And if you want a more standard experience from Airbnb you would have to book
a - Airbnb Plus home. Airbnb Plus is a DIY (Do-It-Yourself) model where set
guidelines are given and the host has to adhere to the guidelines to maintain
a Airbnb Plus status.The Airbnb plus program is yet to launch in India for
leisure travel.

We offer a DIFM (Do-It-For-Me) model where we help hosts uplift their property
standards to our brand standard via. a playbook that we have created. We help
them with this process and also take care of technology back-end,marketing &
distribution, operations in terms of guest communications etc.

For Travellers: 1\. Experience - Significantly better and predictable
experience for travellers.(Like a Zeus Living Home). 2\. Affordable - $50 per
night.
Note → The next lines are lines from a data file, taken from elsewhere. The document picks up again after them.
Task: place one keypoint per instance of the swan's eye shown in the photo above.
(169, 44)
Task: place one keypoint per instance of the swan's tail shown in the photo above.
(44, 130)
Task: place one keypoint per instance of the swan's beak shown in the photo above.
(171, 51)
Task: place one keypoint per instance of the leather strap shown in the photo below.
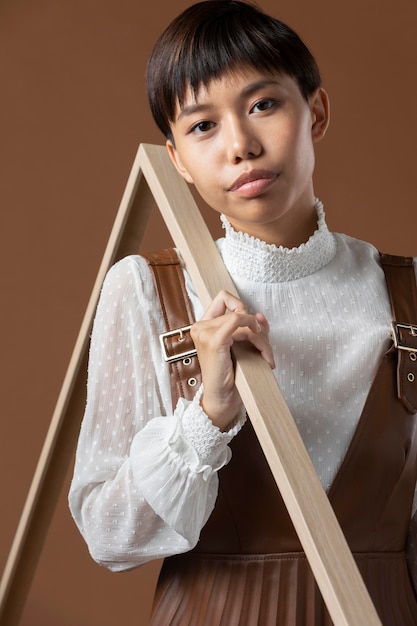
(401, 282)
(167, 272)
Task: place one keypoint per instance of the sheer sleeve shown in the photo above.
(145, 476)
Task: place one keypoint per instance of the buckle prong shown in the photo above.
(181, 332)
(398, 343)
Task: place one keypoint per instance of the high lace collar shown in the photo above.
(250, 258)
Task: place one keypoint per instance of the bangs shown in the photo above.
(215, 38)
(217, 51)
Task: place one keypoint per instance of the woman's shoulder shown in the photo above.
(129, 276)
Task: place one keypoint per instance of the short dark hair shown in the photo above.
(213, 38)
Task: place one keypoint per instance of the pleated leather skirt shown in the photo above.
(271, 590)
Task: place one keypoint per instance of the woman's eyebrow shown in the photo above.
(192, 109)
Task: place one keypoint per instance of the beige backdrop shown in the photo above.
(72, 113)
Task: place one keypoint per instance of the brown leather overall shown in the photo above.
(249, 569)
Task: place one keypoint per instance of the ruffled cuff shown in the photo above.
(209, 442)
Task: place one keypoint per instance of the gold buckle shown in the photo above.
(398, 341)
(169, 358)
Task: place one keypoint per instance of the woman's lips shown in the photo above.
(251, 184)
We control the pricing and inventory unlike other marketplaces and
OTA’s. 3\. Accessible - All homes would be in scenic locations 2-5 hrs from
urban cities, perfect for short getaways. Our competitors do not reveal the
exact location unless a booking is made, which is frustrating for a traveller
while planning. 4\. Differentiated branding with a chic design and unique
millennial voice. 5\. Travellers need not choose between an authentic
experience or dependable customer service and basic amenities.

For Homeowners: 1\. Ease of converting a regular home to a branded Kipstay
Home via. Our easy to execute playbook. 2\. Product features - we provide
branded amenities, marketing and distribution, pricing and inventory
management via. A tech backend. 3\. Higher occupancy rates (higher than 50%)
due to Kipstay brand which directly increases earnings. 4\. We offer a DIFM
(Do-It-For-Me) model instead of DIY model which is time consuming and
expensive